Bustos Francis, Ferkel Richard
Southern California Orthopedic Institute, Van Nuys, California, USA.
Video J Sports Med. 2025 Jun 5;5(3):26350254241310255. doi: 10.1177/26350254241310255. eCollection 2025 May-Jun.
Osteochondral lesions of the tibia plafond (OLTPs) are an uncommon problem that can generate pain.
Arthroscopic techniques can provide symptomatic relief and improved outcomes when conservative management has failed.
We present our arthroscopic technique for managing osteochondral lesions of the distal tibia with subchondral cyst formation. By addressing the lesion with bone marrow aspirate concentrate mixed with micronized cartilage matrix and sealing with fibrin glue, we achieve stable restoration of the osteochondral lesion in a competitive athlete.

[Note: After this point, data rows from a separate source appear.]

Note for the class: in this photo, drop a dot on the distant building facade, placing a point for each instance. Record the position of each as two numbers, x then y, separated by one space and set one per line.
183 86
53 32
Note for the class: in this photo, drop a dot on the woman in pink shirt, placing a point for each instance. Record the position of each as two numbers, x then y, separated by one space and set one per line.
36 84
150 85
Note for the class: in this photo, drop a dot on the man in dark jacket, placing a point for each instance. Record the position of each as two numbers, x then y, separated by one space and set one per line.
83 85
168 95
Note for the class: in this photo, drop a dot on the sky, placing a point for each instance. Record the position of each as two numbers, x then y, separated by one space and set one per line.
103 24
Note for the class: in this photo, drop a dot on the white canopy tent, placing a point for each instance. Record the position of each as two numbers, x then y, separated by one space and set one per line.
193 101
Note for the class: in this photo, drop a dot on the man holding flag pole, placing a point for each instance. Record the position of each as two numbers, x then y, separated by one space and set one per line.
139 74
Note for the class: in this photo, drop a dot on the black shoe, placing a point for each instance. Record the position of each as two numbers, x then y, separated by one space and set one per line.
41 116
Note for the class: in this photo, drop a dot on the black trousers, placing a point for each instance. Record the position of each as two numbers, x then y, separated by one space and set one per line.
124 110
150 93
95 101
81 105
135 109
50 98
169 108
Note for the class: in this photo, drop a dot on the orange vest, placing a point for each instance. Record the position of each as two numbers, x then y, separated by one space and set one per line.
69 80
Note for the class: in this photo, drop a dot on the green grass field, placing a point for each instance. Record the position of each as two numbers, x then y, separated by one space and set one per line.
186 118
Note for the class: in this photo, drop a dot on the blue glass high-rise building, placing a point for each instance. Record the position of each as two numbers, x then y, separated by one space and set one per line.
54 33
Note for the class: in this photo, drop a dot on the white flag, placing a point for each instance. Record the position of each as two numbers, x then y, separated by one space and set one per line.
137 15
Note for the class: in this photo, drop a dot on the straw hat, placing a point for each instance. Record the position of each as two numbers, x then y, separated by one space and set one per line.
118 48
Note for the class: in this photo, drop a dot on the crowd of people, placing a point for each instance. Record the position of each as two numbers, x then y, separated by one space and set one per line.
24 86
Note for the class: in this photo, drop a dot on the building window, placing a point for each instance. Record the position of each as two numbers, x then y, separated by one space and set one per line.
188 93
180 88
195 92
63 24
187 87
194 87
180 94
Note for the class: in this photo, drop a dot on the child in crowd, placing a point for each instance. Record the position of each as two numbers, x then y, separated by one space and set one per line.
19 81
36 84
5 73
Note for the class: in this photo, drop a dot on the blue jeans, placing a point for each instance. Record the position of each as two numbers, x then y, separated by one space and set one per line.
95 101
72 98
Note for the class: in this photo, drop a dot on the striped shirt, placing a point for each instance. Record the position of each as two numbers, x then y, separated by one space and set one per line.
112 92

This operative intervention has been shown in clinical series to improve American Orthopaedic Foot & Ankle Society ankle-hindfoot scores postoperatively.
DISCUSSION/CONCLUSION: This restorative procedure for OLTP cystic defects has been shown to produce good to excellent results and is a viable, minimally invasive option in the competitive athlete.
The author(s) attests that consent has been obtained from any patient(s) appearing in this publication. If the individual may be identifiable, the author(s) has included a statement of release or other written form of approval from the patient(s) with this submission for publication.
胫骨平台骨软骨损伤(OLTPs)是一种可引起疼痛的罕见问题。
当保守治疗失败时,关节镜技术可缓解症状并改善预后。
我们介绍了用于处理伴有软骨下囊肿形成的胫骨远端骨软骨损伤的关节镜技术。通过将骨髓抽吸浓缩物与微粉化软骨基质混合处理损伤部位并用纤维蛋白胶封闭,我们在一名竞技运动员身上实现了骨软骨损伤的稳定修复。
临床系列研究表明,这种手术干预可提高术后美国矫形足踝协会的踝 - 后足评分。
讨论/结论:这种针对OLTP囊性缺损的修复手术已被证明能产生良好至优异的效果,并且是竞技运动员可行的微创选择。
作者证明已获得本出版物中出现的任何患者的同意。如果个体可被识别,作者已随本投稿发表包含患者的豁免声明或其他书面批准形式。